If you can already feel your waistline tightening in anticipation of this year's holiday feasts, we've got some good news for you. New research from the University of Michigan Life Sciences Institute has discovered that there's one common holiday spice that might conveniently counteract your annual binge, reports MedicalXpress.

Cinnamon, it turns out, has an amazing ability to ramp up your metabolism, fight obesity, and even help to prevent hyperglycemia. Maybe it's no accident that we put this delectable spice into so many of our holiday treats.

The key to cinnamon's powers seems to lie in the essential oil cinnamaldehyde, which is where that distinctive flavor comes from.

"Scientists were finding that this compound affected metabolism," said Jun Wu, one of the researchers in the study. "So we wanted to figure out how — what pathway might be involved, what it looked like in mice and what it looked like in human cells."

For the study, Wu and her colleagues applied cinnamaldehyde directly to human fat cells known as adipocytes. The cells responded immediately to the treatment by increasing expression of several genes and enzymes that enhance lipid metabolism.
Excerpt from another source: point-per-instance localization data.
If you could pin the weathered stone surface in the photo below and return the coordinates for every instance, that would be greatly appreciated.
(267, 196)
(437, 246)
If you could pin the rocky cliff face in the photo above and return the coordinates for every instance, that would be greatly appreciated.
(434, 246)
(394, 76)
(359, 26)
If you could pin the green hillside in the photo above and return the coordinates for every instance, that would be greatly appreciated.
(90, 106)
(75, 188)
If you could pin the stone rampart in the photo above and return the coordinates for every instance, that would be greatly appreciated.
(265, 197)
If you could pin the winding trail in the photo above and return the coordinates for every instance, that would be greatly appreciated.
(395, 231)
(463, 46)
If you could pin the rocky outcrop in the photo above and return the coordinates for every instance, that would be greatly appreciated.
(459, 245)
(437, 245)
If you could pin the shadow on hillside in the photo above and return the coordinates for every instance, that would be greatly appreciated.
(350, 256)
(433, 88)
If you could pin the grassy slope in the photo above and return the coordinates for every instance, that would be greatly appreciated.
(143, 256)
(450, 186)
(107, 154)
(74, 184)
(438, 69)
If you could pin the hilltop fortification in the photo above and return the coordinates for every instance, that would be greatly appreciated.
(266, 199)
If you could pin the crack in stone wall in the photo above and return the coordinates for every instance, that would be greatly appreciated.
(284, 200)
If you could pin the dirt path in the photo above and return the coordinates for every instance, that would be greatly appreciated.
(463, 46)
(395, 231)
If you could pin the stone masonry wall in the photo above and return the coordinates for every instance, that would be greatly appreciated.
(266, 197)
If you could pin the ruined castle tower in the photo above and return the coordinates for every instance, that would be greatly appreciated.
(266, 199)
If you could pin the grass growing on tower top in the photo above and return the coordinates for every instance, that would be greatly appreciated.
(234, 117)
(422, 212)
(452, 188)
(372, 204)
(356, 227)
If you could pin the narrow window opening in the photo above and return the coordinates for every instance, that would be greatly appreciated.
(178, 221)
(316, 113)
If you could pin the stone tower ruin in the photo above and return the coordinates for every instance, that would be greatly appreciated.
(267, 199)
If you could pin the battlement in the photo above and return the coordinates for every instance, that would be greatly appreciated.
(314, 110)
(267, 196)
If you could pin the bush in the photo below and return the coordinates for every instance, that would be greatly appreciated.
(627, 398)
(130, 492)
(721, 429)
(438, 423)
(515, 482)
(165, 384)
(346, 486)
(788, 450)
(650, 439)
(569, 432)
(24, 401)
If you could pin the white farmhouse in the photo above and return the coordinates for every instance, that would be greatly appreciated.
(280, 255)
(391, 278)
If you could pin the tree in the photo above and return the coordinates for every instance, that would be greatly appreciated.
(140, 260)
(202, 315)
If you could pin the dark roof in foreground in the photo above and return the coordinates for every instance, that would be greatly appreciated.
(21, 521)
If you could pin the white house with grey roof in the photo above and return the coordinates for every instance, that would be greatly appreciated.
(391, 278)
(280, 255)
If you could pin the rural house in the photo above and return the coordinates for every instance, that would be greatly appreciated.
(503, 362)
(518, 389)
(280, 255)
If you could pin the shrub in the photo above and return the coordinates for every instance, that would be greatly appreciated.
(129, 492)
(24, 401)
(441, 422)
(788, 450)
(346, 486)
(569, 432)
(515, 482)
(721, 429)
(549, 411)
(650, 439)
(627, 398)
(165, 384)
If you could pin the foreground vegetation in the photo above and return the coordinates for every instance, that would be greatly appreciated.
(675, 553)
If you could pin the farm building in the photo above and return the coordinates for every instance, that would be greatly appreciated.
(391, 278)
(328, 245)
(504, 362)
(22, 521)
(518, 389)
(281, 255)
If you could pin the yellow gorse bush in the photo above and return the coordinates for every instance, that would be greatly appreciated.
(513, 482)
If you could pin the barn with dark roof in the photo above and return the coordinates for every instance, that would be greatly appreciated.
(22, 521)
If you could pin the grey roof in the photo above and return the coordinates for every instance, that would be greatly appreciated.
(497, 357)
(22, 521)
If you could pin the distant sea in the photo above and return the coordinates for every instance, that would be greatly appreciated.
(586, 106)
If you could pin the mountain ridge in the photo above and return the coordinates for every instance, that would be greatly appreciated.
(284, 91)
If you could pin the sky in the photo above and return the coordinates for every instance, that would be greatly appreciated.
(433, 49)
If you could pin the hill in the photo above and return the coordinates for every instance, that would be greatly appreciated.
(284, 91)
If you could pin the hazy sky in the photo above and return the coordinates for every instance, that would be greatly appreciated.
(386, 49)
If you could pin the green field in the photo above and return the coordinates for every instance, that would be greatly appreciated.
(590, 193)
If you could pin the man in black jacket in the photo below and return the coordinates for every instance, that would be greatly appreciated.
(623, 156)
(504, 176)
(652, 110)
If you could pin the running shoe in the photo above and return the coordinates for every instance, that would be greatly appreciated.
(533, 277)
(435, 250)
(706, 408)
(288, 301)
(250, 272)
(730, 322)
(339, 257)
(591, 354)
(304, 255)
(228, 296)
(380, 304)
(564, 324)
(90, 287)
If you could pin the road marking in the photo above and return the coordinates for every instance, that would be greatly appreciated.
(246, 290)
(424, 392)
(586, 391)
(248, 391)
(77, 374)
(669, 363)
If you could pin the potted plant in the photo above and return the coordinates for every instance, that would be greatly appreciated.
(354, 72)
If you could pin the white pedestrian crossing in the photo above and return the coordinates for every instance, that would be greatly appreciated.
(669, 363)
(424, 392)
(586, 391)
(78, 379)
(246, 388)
Essentially, the cinnamon substance induced fat cells to burn stored energy, thus helping to prevent the biological mechanism that causes us to get fat.

Although this isn't the first study to demonstrate the metabolism-boosting powers of cinnamon, it is the first to apply cinnamaldehyde treatment to human — as opposed to rodent — fat cells.

It's unclear exactly what the mechanism behind this process entails, so researchers caution against using an overdose of cinnamon to counteract the amount of calories you intend to consume this holiday season. For instance, this is no excuse to gorge yourself on otherwise unhealthy snacks like cinnamon buns. But an extra sprinkle here or there might not be a bad idea.

The fact that cinnamon is already so widely used in the food industry could make it a much more convenient, not to mention tastier, vehicle for treating obesity and other related ailments than traditional drug regimens. Researchers are optimistic that their findings could lead to much more effective treatments.

"Cinnamon has been part of our diets for thousands of years, and people generally enjoy it," said Wu. "So if it can help protect against obesity, too, it may offer an approach to metabolic health that is easier for patients to adhere to."

The study was published in the journal Metabolism.